Il est certain qu’il y eut beaucoup de vrais martyrs ; mais aussi il n’est pas vrai que les provinces fussent inondées de sang, comme on se l’imagine. Il est fait mention d’environ deux cents martyrs, vers ces derniers temps de Dioclétien, dans toute l’étendue de l’empire romain, et il est avéré, par les lettres de Constantin même, que Dioclétien eut bien moins de part à la persécution que Galère.

Dioclétien tomba malade cette année, et, se sentant affaibli, il fut le premier qui donna au monde l’exemple de l’abdication de l’empire. Il n’est pas aisé de savoir si cette abdication fut forcée ou non. Ce qui est certain, c’est qu’ayant recouvré la santé il vécut encore neuf ans, aussi honoré que paisible, dans sa retraite de Salone, au pays de sa naissance. Il disait qu’il n’avait commencé à vivre que du jour de sa retraite, et lorsqu’on le pressa de remonter sur le trône il répondit que le trône ne valait pas la tranquillité de sa vie, et qu’il prenait plus de plaisir à cultiver son jardin qu’il n’en avait eu à gouverner la terre. Que conclurez-vous de tous ces faits, sinon qu’avec de très-grands défauts il régna en grand empereur, et qu’il acheva sa vie en philosophe ?

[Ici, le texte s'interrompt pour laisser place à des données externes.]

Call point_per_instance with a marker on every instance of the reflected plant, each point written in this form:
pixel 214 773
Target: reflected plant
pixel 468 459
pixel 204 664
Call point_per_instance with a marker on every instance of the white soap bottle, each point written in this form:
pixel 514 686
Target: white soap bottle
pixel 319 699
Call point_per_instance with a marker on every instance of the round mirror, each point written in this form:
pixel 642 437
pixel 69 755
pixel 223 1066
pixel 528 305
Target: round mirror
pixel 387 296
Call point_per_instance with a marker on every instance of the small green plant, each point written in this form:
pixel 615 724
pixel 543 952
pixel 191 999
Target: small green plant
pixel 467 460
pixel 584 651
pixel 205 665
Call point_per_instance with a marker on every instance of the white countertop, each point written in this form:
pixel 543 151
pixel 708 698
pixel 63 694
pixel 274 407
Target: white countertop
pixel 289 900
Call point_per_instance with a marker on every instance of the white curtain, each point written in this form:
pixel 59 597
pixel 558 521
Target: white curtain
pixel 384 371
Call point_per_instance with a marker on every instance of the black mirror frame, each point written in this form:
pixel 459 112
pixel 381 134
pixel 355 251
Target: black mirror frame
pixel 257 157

DE DIODORE DE SICILE, ET D’HÉRODOTE[1].


Il est juste de commencer par Hérodote, comme le plus ancien.

Quand Henri Estienne intitula sa comique rapsodie Apologie d’Hérodote, on sait assez que son dessein n’était pas de justifier les contes de ce père de l’histoire ; il ne voulait que se moquer de nous, et faire voir que les turpitudes de son temps étaient pires

  1. Questions sur l’Encyclopédie, quatrième partie, 1771. (B.)